Uno de los principales obstáculos para crear un ambiente que capacite a los niños a tener dietas y estilos de vida saludables, es la publicidad, los patrocinios y las promociones. Es crucial que los mensajes que estimulan prácticas dietéticas malsanas, la alienación a los productos de consumo o la inactividad física, sean desterrados de los medios de comunicación, y en su lugar se impulsen mensajes positivos y saludables.

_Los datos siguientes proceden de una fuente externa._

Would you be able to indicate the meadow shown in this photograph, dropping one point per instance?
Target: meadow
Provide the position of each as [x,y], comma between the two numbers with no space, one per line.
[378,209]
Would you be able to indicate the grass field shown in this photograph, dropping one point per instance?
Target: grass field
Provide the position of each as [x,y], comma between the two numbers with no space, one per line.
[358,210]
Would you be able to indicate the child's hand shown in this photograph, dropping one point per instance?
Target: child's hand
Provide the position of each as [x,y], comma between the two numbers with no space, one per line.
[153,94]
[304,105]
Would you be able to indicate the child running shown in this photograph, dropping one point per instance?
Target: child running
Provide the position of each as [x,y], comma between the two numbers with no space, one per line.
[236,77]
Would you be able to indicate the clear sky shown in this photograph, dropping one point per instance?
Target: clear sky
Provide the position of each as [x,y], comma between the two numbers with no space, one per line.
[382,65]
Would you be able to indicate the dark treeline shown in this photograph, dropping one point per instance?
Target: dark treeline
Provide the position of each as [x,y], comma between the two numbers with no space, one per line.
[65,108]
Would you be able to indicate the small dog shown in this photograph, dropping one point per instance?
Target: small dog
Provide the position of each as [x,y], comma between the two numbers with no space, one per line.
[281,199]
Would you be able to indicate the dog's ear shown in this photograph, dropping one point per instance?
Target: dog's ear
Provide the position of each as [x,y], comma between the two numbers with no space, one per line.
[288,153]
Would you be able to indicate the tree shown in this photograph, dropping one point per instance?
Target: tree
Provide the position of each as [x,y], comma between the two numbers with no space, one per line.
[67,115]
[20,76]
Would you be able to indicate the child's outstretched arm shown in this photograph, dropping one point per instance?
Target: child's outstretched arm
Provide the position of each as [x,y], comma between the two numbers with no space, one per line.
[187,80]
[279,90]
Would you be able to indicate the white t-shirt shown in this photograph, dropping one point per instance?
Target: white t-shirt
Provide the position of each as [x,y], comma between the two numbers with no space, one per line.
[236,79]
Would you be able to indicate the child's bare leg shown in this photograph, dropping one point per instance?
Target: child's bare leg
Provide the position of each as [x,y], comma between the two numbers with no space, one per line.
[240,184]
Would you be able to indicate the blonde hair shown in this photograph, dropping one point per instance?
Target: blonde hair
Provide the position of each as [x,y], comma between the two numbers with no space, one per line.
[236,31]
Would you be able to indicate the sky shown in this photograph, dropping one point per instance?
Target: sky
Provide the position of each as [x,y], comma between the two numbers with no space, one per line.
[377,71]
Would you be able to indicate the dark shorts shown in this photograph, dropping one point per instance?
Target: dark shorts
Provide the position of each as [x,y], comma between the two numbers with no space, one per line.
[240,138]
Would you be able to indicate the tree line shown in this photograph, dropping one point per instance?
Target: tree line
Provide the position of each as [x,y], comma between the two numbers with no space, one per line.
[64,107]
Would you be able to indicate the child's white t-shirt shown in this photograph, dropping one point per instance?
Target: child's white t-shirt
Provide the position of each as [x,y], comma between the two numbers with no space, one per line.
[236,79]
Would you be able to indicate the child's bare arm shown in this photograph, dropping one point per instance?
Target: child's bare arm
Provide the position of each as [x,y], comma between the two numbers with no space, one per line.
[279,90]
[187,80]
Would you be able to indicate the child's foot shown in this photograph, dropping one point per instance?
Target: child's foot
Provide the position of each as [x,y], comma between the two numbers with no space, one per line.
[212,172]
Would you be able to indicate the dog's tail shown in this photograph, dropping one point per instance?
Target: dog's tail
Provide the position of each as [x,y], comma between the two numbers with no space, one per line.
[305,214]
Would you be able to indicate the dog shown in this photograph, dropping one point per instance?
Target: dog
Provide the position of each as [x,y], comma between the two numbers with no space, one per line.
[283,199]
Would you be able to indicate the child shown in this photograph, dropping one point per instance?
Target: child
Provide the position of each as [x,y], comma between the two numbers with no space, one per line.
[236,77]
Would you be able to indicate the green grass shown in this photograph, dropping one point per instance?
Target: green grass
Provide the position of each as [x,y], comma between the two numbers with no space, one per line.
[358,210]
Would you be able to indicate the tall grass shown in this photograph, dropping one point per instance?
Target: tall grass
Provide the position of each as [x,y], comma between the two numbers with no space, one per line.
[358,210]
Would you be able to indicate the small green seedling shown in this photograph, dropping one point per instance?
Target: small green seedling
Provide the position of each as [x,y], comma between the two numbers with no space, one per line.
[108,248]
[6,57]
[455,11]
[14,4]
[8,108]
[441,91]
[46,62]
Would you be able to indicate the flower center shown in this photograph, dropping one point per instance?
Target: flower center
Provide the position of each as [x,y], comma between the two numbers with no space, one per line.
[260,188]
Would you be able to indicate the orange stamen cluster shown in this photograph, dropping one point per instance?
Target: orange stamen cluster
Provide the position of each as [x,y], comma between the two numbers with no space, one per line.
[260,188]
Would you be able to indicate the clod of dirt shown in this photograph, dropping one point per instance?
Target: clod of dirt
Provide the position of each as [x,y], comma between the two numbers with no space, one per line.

La televisión funciona como un hiponotizador masivo, emplazado en un lugar estratégico, para implantar segundo a segundo, unas creencias bastante específicas sobre la realidad. Una vez que esas creencias y categorías están implantadas en la mente de la población global, la información que percibimos a través de nuestros sentidos, la procesamos en función de esas creencias y esas categorías que hemos internalizado previamente a través de los medios. Lo que llamamos cultura de masas, la cultura mediático-consumista a la que está sujeta la población global, es en realidad, una forma de hipnosis masiva. Sin embargo, es posible encontrar cada vez más gente que comienza a ver y denunciar la manipulación que le resulta tan evidente. Empiezan a decirse a sí mismos: “Yo desperté, ahora puedo ver las cosas más claramente”, “Es tiempo de abrir los ojos”.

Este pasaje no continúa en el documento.